Unless stated otherwise, diazocoumarin 3 (1 mmol), was suspended in the aromatic compound (5 mL) and Rh(II) catalyst (0.02 mmol) was added. The mixture was brought to reflux under N₂ and vigorous stirring for several hours, checking by TLC (CH₂Cl₂-EtOAc, 97:3) or HPLC the reaction progress. The crude reaction mixture was evaporated to dryness by rotary evaporator and the residual submitted to silica gel chromatography.

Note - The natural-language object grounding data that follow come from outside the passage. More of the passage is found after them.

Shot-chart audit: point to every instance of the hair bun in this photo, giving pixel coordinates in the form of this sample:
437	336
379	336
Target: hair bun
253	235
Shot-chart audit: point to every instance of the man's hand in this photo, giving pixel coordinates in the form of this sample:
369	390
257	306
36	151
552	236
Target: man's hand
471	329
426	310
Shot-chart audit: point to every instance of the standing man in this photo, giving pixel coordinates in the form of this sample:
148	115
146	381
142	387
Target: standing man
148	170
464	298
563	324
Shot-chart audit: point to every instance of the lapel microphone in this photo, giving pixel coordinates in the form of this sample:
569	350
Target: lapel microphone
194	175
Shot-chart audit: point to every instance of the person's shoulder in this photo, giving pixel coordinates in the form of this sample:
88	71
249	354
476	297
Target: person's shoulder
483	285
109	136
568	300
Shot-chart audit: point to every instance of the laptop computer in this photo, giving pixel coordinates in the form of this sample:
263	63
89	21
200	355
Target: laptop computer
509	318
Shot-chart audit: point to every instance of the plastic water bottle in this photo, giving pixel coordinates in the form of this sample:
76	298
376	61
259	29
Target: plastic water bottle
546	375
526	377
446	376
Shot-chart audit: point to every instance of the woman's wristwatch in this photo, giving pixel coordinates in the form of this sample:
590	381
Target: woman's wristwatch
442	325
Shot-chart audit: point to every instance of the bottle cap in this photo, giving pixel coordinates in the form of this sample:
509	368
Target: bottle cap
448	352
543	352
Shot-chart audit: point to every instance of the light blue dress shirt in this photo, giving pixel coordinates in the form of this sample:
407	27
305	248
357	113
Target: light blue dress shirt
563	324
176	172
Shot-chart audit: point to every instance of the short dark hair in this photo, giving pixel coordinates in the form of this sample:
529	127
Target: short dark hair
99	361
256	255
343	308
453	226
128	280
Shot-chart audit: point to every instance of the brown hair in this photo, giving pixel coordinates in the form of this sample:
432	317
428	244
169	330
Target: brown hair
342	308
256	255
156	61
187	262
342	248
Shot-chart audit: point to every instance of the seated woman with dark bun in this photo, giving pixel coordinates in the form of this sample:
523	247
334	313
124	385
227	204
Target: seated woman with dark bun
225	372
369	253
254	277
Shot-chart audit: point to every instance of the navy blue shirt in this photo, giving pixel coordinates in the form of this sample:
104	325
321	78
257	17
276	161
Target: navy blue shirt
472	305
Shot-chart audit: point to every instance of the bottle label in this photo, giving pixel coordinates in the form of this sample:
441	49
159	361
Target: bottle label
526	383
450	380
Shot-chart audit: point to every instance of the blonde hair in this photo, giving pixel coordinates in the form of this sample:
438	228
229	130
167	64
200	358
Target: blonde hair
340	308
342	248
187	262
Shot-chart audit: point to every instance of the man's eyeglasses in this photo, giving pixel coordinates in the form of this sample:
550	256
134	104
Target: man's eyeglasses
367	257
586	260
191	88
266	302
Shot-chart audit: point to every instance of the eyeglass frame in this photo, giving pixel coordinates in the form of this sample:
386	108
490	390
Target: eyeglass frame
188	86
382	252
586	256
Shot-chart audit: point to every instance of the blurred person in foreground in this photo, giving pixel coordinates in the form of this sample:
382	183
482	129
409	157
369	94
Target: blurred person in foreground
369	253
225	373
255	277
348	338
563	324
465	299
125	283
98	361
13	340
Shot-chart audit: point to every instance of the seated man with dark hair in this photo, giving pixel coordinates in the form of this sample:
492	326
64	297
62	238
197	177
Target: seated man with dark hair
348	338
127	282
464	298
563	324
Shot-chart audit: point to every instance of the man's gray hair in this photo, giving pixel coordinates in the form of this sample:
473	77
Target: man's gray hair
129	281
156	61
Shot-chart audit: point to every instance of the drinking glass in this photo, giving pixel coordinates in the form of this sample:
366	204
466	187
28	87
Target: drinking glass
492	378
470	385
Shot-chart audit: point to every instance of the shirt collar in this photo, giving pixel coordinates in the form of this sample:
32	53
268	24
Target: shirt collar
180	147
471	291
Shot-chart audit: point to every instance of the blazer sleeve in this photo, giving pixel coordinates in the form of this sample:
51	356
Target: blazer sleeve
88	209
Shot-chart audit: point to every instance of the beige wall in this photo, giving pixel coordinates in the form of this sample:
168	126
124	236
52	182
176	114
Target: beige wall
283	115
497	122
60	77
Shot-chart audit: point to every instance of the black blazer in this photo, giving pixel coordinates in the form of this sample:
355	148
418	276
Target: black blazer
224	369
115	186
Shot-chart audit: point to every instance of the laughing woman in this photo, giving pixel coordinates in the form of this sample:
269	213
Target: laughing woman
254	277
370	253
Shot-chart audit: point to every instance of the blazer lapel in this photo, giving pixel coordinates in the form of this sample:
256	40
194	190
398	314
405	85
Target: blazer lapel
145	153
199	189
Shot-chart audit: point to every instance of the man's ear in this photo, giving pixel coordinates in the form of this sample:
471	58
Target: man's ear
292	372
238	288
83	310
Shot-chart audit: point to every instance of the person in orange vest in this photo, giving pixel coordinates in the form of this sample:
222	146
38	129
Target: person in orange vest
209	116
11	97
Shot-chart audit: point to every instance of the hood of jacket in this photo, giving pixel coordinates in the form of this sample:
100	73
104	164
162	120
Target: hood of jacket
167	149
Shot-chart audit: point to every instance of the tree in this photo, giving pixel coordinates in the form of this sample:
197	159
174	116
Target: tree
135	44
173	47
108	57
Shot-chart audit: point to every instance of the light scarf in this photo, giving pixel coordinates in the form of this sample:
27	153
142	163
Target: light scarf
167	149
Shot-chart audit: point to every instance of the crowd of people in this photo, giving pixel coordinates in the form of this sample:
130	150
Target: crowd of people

Representative Arylation Procedure (Method B; Preparation of 10). Diazocoumarin 9 (248 mg, 1.5 mmol), 1,3-benzodioxole (1.72 mL, 15 mmol) and Rh₂(pfb)₄ (317 mg, 0.3 mmol) were combined in C₆F₆ (5 mL) in a dry 25 mL heavy-walled Pyrex tube, equipped with a magnetic stir bar, flushed with N₂ and sealed with a screw cap fitted Teflon^® septum. The reaction was warmed to 130 °C (oil bath) with stirring behind a protective shield until TLC (CH₂Cl₂- EtOAc, 97:3) or HPLC [Symmetry C8-Waters (4.6 mm/150 mm); phosphate buffer-TEA(pH 7)-MeCN; 1 mL/min] indicated the disappearance of the starting 9 (7 h) [CAUTION: While we observed no problems with the thermal stability of diazocoumarins (viz., 3 and 9), care should be exercised]. The cooled solution was poured directly onto the top of a silica gel column, and the column was flushed with hexane to remove excess 1,3-benzodioxole and C₆F₆. Elution was then continued with a 49:1 mixture of CH₂Cl₂-EtOAc to afford 5,7-dimethoxy-4-hydroxy-3-(3,4-methylenedioxy-phenyl)chromen-2-one (10, 359mg, 70%) as light yellow needles after crystallization from EtOH, mp 233 °C [Lit. [6] 234 °C].